Streitigkeiten um Pachtverträge haben zur Vernachlässigung des Gebäudes geführt. Die Aussichtsterrasse war für die Bewohner nicht mehr zugänglich und der technische Zustand verschlechterte sich. In den letzten zehn Jahren kam ein weiteres schwerwiegendes Problem ans Tageslicht. Asbest, der beim Bau des Hochhauses verwendet wurde, begann in die Lüftung zu entweichen. Trotz der Dekontaminierung trugen die zunehmenden Probleme des Gebäudes nicht dazu bei, seinen berüchtigten Ruf zu überwinden.

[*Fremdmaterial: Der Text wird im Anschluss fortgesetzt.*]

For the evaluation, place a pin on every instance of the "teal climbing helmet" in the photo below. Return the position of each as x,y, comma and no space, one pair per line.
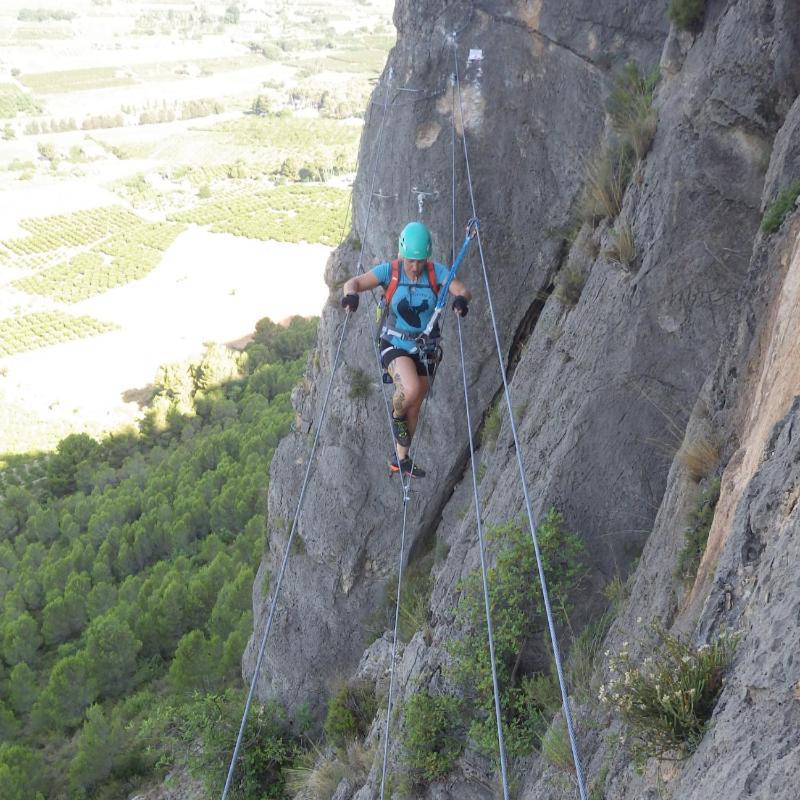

Im Jahr 2017 wurde beschlossen, das Gebäude zu sanieren, damit es rechtzeitig für die Olympischen Sommerspiele 2024 fertiggestellt werden kann. Die Neugestaltung des Gebäudes, um es gläserner und leichter zu machen, wird von dem französischen Architektenkollektiv Nouvelle AOM durchgeführt. Der neue Tour Montparnasse soll Solarenergie nutzen und über hängende Gärten und ein Gewächshaus verfügen. Auch eine Aussichtsplattform wird wiedereröffnet. Das Gebäude soll ein Symbol für den Wandel Frankreichs hin zu moderner Energie sein.